Rio terdiam sesaat, "Dia sempat kekurangan darah, tapi untungnya golongan darahnya B sama sepertiku, jadi aku bisa mendonorkan darah untuknya."
Wajah Leo sedikit memucat saat mendengar 'kekurangan darah', pastinya ada banyak darah yang keluar kan jika sampai kurang? "Apa lukanya separah itu?"
Rio menggeleng tidak tahu, "Aku bahkan belum melihat bagaimana keadaannya. Kamu beruntung bangat sih karena ada orang yang sangat baik sampai mau berkorban untukmu."
Dengan wajah khawatir, Leo memberi senyum kecil karena ingat dengan seseorang yang sudah menyelamatkannya, "Dia emang baik bangat. Nanti aku kenalin deh, Rio pasti merasa nyaman jika sudah ngobrol dengan paman itu."

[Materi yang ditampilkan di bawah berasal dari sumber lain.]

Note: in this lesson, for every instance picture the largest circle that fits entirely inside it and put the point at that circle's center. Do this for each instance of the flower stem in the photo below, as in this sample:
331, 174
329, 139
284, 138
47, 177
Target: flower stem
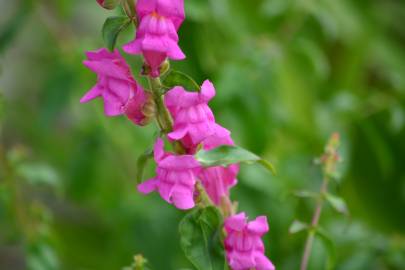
163, 117
314, 224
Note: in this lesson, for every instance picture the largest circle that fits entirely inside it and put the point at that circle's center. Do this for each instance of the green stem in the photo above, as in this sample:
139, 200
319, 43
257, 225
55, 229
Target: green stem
314, 224
163, 117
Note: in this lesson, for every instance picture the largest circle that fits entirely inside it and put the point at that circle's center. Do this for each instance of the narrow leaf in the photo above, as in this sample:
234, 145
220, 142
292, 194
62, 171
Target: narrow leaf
200, 238
141, 163
297, 226
337, 203
226, 155
178, 78
306, 194
112, 27
329, 245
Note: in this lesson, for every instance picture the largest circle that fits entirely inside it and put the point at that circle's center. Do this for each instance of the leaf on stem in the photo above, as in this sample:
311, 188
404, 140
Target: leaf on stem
141, 163
297, 226
226, 155
178, 78
329, 245
112, 27
337, 203
200, 238
306, 194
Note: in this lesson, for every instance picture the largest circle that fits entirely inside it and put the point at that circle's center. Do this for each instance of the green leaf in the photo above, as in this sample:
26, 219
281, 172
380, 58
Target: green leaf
200, 238
297, 226
10, 29
329, 245
38, 173
141, 163
178, 78
306, 194
337, 203
112, 27
110, 4
226, 155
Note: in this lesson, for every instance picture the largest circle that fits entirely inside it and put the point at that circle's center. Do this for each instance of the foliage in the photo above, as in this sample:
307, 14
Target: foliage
288, 73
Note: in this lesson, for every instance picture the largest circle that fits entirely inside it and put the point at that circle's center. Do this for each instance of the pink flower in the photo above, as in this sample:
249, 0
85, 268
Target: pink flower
176, 177
218, 180
117, 87
108, 4
243, 244
193, 119
156, 37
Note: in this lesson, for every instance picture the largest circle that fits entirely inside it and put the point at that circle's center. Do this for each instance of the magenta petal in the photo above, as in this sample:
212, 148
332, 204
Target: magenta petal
158, 150
93, 93
173, 96
259, 225
133, 47
148, 186
179, 162
263, 263
207, 90
183, 200
236, 222
178, 133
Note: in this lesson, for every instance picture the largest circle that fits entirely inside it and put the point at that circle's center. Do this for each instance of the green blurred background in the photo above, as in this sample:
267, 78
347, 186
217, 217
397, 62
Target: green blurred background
288, 73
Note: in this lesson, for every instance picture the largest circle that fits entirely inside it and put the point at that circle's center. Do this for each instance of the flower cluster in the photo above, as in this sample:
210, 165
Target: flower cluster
194, 127
156, 38
243, 243
120, 92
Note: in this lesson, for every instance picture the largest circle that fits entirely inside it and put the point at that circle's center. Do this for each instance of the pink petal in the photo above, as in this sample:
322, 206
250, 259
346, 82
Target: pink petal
207, 90
178, 133
93, 93
263, 263
179, 162
148, 186
258, 226
183, 199
158, 150
236, 222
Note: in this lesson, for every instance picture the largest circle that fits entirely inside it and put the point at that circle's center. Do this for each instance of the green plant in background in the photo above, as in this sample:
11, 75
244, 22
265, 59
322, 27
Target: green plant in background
328, 161
203, 166
288, 73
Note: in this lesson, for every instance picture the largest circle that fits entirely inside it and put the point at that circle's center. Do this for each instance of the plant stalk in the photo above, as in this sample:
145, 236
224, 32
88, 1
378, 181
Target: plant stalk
314, 224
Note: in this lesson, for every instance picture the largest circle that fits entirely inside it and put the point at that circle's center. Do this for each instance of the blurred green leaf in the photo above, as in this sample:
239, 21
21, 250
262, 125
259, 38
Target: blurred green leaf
178, 78
306, 194
41, 257
112, 27
38, 173
337, 203
10, 29
297, 226
111, 4
329, 245
200, 238
226, 155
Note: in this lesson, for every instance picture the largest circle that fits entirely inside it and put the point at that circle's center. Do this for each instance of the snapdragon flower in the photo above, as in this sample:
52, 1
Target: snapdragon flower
156, 37
116, 85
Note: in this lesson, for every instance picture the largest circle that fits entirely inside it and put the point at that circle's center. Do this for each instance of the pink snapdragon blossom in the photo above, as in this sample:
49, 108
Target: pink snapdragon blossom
156, 37
243, 244
120, 92
176, 177
108, 4
193, 119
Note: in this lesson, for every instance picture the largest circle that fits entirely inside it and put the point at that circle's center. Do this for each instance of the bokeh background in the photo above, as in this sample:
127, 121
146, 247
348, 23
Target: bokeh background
288, 73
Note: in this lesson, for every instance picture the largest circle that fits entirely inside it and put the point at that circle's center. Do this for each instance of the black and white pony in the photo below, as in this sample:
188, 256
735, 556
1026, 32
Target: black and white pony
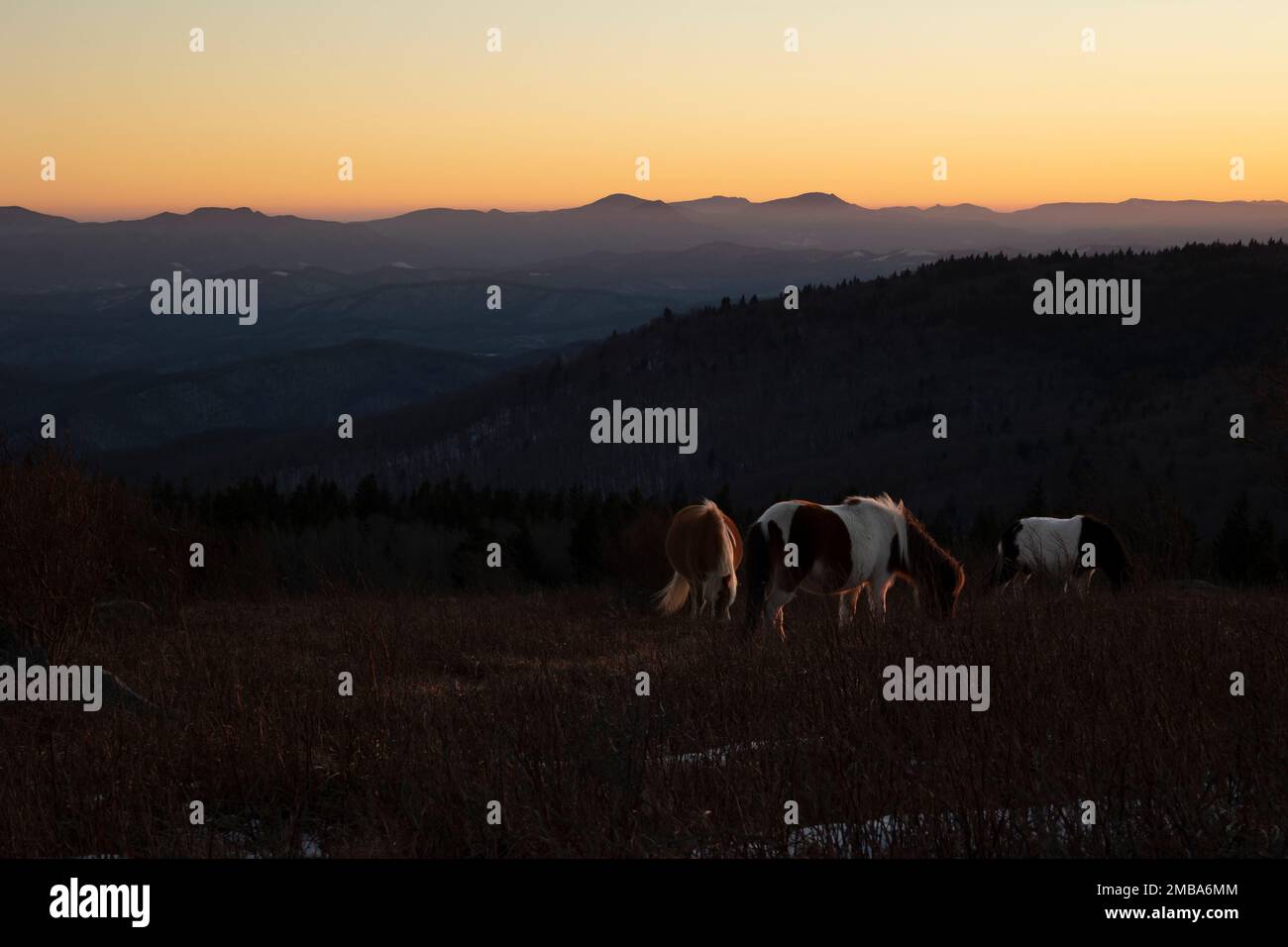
1061, 551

Rio mengernyit bingung, tidak menyangka Leo bisa akrab dengan seseorang yang usianya sepantaran dengan papa mereka, "Oh ya, tadi Sinta ikut ke sini, tapi dia baru chat WA kalau nggak bisa menjengukmu karena harus menjaga anak tetangganya yang juga dirawat di sini."
"Kalau gitu sampaikan rasa terima kasihku karena telah repot-repot berniat menjenguk."
"Entah kenapa mendadak aku memiliki keinginan jadi dokter deh."
Karena Rio tiba-tiba mengganti topik pembicaraan, Leo menaikkan salah satu alis dengan bingung, "Emang kenapa? Kupikir Rio mau jadi guru."
Rio ikut memberi ekspresi yang sama, "Kata siapa aku ingin jadi guru? Walau terdengar menyenangkan, aku nggak punya niat jadi guru."
"Lalu pekerjaan masa depan apa yang Rio inginkan?"
"CIA (Central Intelligence Agency) atau FBI (Federal Bureau of Investigation)," jawaban santai Rio membuat Leo ternganga, "tapi sekarang aku lebih ingin jadi dokter agar bisa langsung merawatmu."
"Kenapa cita-cita setinggi itu mendadak berubah hanya karena aku sih? Kejar aja sana keinginanmu, aku akan berusaha bekerja keras untuk cari uang yang banyak agar bisa dirawat di rumah sakit mana pun jika sedang sakit."
"Nggak semua orang memiliki uang untuk berobat, Leo, ini yang mendasariku ingin menjadi dokter. Tapi kamu yang hobi mengalami kecelakaan jadi alasan utamanya sih."